The U.S. Supreme Court is expected to rule on two cases this month that could prohibit consideration of race in college admissions, undoing a 45-year history of Affirmative Action dating back to 1978.
Last October, conservative activist Edward Blum, president of Students for Fair Admissions, filed a lawsuit against Harvard claiming it discriminated against Asian-American applicants. Lower courts found no evidence of that claim, and no students testified against the current race-based policies at Harvard or in a separate suit involving the University of North Carolina.
Still, given the Supreme Court’s conservative majority, many expect an end to the policy, which supporters say has helped boost enrollment in colleges and universities for historically underrepresented groups.
“Progressives, patriots, and free thinkers of all colors and creeds and sexual orientations need to unite in the struggle to preserve the core American principles of inclusivity and multicultural democracy,” said civil rights lawyer Lisa Holder, president of the Equal Justice Society (EJS) in Oakland, California.
Holder spoke with reporters last week during a news briefing organized by Ethnic Media Services. She noted Affirmative Action is the best way to undo the historical legacy of inequality and discrimination in higher education, adding that California schools would become more segregated without it.
“We’re looking at apartheid schools where children of color are not getting access to opportunity. That is un-American,” she said. Holder noted the consensus among social scientists that diverse educational environments are 35% more productive than those that are more homogeneous.
Students who testified before the high court in both the Harvard case as well as a separate case involving the University of North Carolina – also filed by Blum’s group – stressed the advantages of being part of a more diverse student body.
Echoes of Roe v. Wade
In its 1978 Regents of University of California v. Bakke decision, the Supreme Court ruled that schools’ use of Affirmative Action policies to enhance student diversity is constitutional.
Tomas Saenz, president of the Mexican American Legal Defense and Educational Fund (MALDEF) and former member of the Los Angeles County Board of Education – where he served for two decades – worries this current court is poised to overturn that longstanding precedent.

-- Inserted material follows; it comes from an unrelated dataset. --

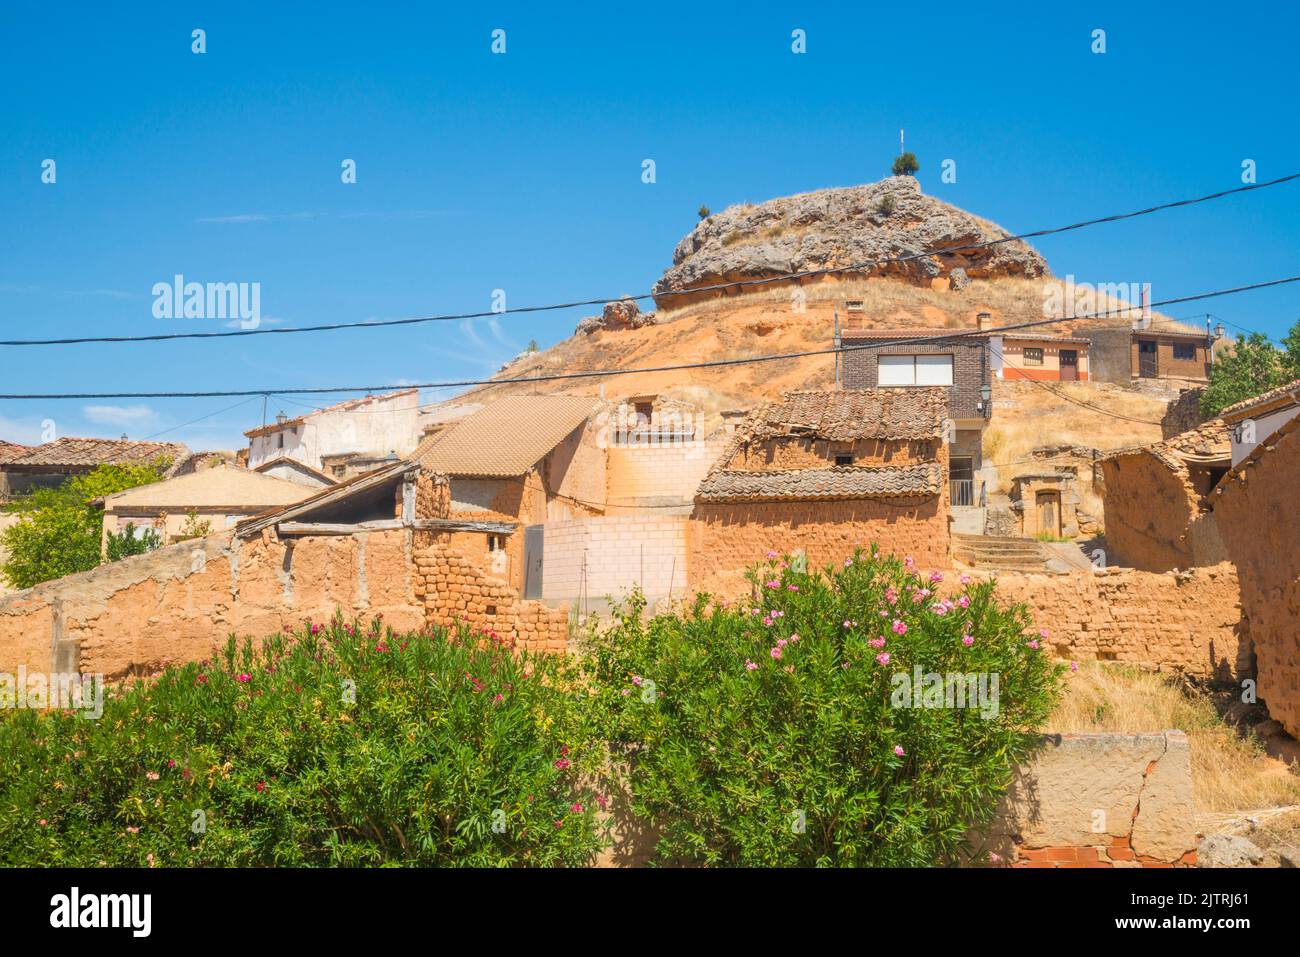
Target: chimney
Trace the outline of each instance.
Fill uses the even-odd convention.
[[[275,424],[276,424],[276,425],[284,425],[284,423],[286,423],[286,422],[288,422],[288,421],[289,421],[289,417],[288,417],[287,415],[284,414],[284,410],[283,410],[283,409],[281,409],[279,412],[277,412],[277,413],[275,414]]]
[[[981,330],[992,329],[993,328],[992,314],[987,312],[981,312],[979,315],[975,317],[975,325],[977,328]]]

“We don’t know when it will come down,” Saenz said. But given the court’s stated views on race-conscious Affirmative Action policies, he expects the justices will overturn it just as they did with the Dobbs ruling last year overturning Roe v. Wade.

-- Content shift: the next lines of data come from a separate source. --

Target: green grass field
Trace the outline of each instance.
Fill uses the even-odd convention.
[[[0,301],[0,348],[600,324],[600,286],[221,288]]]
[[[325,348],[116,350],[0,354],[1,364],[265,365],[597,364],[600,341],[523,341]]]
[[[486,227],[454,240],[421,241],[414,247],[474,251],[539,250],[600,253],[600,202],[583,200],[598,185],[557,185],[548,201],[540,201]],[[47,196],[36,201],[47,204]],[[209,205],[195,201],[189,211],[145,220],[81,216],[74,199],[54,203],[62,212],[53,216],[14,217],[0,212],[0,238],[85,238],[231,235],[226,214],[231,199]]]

“I consider that to be the likely outcome,” he said, noting the Supreme Court revisited the issue of race conscious Affirmative Action in higher education on three separate occasions. Each time the court majority reasserted that the Bakke precedent continued to be the law.

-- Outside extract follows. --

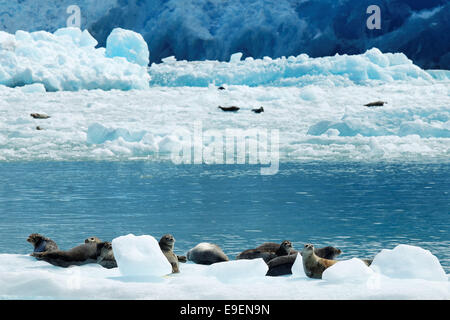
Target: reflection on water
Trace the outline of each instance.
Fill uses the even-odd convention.
[[[449,164],[151,162],[0,164],[0,252],[27,253],[39,232],[70,248],[89,236],[172,233],[175,251],[219,244],[234,258],[265,241],[372,257],[399,243],[435,254],[450,272]]]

“So, overturning that precedent would be extraordinary and on a par with the Dobbs decision of last year,” Saenz said.
He also predicted that opponents of Affirmative Action would seek to expand the court’s rationale. “This case will have nothing whatsoever to say about Affirmative Action in employment or contracting. And anyone who asserts otherwise, is misleading you,” Saenz said.
“You will hear folks from the right assert that somehow this Supreme Court decision also means that ethnic studies, even critical race theory, must be eliminated from schools.” On the contrary, Saenz says the decision will say nothing about curriculum.
Impacts on campus diversity
John C. Yang, president and CEO of Asian Americans Advancing Justice (AAJC) reiterated that lower courts found no evidence of discrimination against Asian-Americans in Harvard’s admissions process, which is the basis of the lawsuit.
“An admissions process considering race… remains necessary to ensure that equally qualified students from communities of color have the same access as privileged white students,” Yang said.
He noted 28% of the incoming Harvard class are Asian-Americans and their numbers have quadrupled since 1978 when the Bakke decision was issued.
“Any suggestion that somehow Asian-Americans are being discriminated against is just belied by these simple facts,” Yang continued. If Affirmative Action is overturned, he anticipated campus diversity at Harvard would decrease from 14% to 6% for Blacks and from 14% to 9% for Latinos.
“At the end of the day, we have to recognize that we are not in a race-blind society. Our lived experiences should not be up for debate,” Yang said.
What about legacy admissions?
Michele Siqueiros has been supporting greater college access for students of color since 2004, and says it hasn’t been that long since women, Black, Latino, Indigenous and Asian-American students were even permitted to attend universities.
“Affirmative Action alone was never intended to be the panacea,” said Siqueiros, president of The Campaign for College Opportunity, a California-based non-profit.
“We must do everything in our power to provide all students an equal opportunity to pursue a college education,” she stressed, adding that with the anticipated SCOTUS ruling more will need to be done to ensure universities do not discriminate against students of color.
Siqueiros also pointed out that conservative opponents of Affirmative Action have nothing to say about legacy admissions – which can account for a quarter or more of all admissions at Ivy League schools like Harvard – or about recruiters exclusively visiting rich, wealthy, and predominantly white high schools.
“There are a lot of practices in higher education that should be challenged and removed,” said Siqueiros. “It’s really unfortunate that Affirmative Action is the one that’s being attacked today.”